It's low dopamine levels.

The fight or flight reaction causes a big peak in adrenaline and a drop in dopamine which I think is partially responsible for the DP response. 
What usually happens when you get a shock or a scare is that you get that 'safe' feeling afterwards in your chest when you know everything is ok. This safe feeling is actually physiological as well and is what triggers adrenaline and dopamine to go back to normal levels.

One of my theories with DP is that because we get caught up in the fear of how we feel, we don't get the safe feeling and so dopamine remains low.

It's only when you can lose the fear and stop worrying that you start to get back towards that safe feeling.

This is all my own speculation though so not sure how accurate it is.

Tyrosine and L-DOPA are precursors to dopamine so taking supplements of these might help. Food sources tyrosine include almonds, avocados, bananas, dairy products, lima beans, pumpkin seeds, and sesame seeds.

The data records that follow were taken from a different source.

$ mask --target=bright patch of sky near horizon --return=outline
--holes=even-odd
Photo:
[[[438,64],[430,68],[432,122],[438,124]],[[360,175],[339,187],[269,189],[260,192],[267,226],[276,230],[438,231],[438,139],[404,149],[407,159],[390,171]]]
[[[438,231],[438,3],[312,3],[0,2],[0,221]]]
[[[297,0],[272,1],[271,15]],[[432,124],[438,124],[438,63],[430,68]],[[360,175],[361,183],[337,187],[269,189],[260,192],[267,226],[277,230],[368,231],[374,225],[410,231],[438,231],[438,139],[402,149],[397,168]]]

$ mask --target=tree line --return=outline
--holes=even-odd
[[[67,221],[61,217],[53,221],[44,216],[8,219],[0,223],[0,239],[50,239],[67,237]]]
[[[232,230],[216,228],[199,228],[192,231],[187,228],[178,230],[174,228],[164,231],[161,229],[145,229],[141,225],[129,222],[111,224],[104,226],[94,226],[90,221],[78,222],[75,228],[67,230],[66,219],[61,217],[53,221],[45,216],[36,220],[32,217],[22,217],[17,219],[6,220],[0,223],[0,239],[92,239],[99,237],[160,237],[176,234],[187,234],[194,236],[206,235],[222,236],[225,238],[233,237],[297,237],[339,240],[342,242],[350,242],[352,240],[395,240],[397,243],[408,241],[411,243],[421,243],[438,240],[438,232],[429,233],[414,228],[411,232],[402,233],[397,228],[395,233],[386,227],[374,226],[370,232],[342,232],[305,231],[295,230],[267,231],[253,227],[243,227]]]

Foods that are rich in antioxidants such as fruits and vegetables may help protect dopamine-using neurons from free radical damage. I would recommend supplementing with vitamins C, vitamin E, and other antioxidants.


----------



## comfortably numb

Im not sure about the whole dopamine hypothosis on dp/dr as i havent read enough about it to make a opinion really. I have noticed that dopaminic drugs such as dextroamphetamine and cocaine (good cocaine) take my anxiety away though. I don't get dp/dr anymore atleast not in the true sense. I do feel unreal sometimes but this is due to bipolar disorder which is a complete bitch to treat


----------



## rob35235

Oh, no no no..it definitely is *high* dopamine... many or most anti psychotics *lower* your dopamine levels. Cannabis and exercise, for example, both raise your dopamine level.


----------



## voidvoid

I´m confused. Although this thread reminded me that I have some avocadoes in the fridge that I need to eat. Everybody wins.


----------



## nabber

Yeah, i wish i could figure this one out. I tried an anti psychotic but it knocked me out so I didn't give it much of a chance. Then I read up on dopamine and asked my doctor and he thought it was a good idea to try mirapex (a non-ergoline dopamine agonist).. I didn't give this one much of a chance either, i'm kind of worried about the side effects, but I might try it again. I take adderall "which is thought to work by increasing the amount of dopamine and norepinephrine in the brain" and it's helped me a lot, i've been on 20mg a day for quite a few months and it's still just as potent as day one...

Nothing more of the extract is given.